Angela West is a theologian and writer living in Monmouth. She is the author of Deadly Innocence: Feminism and the Mythology of Sin (London, Cassell, 1995) and of numerous articles.
This book is the outcome of a conference held, with the same title, at Heythrop College, University of London, in May 1999. I am grateful to the speakers for making their papers available for publication here, and for those additional contributors who wrote and offered papers for this book. We are grateful to John McDade SJ, Principal of Heythrop, for his encouragement and welcome to the conference, and for the hospitality of the College and its staff.

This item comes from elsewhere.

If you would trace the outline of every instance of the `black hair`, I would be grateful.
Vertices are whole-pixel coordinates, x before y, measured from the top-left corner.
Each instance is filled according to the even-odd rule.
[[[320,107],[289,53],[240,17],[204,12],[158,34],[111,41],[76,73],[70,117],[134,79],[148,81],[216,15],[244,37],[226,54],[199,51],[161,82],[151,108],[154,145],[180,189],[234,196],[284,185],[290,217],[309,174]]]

My thanks to Gemma Simmonds IBVM, Chaplain at the College and Laurence Hemming, for their work in the planning of the conference, and to Gemma especially for her skill and good humour in chairing the day.
The Editor and Publisher would like to thank the following for permission to reproduce material used in this book: Sheffield Academic Press Limited for the article When God Beheld God: Notes Towards a Jewish Feminist Theology of the Holocaust by Melissa Raphael, originally published in Feminist Theology, 21 (May, 1999), pp. 53 ff., of which the chapter included here is an abridged version; T&T Clark for the article Justification by Gender: Daphne Hampson's After Christianity by Angela West, originally published in the Scottish Journal of Theology, 1998, Vol. 51 No. 1, pp. 99 ff., to which a new preface has been added here.
My thanks to Sarah Jane Boss of the Marian Study Centre at the Margaret Beaufort Institute in Cambridge for her help in locating the cover illustration. Thanks are also due to Laurence Hemming and to Tony Hemming for their help in the editing and preparation of the text.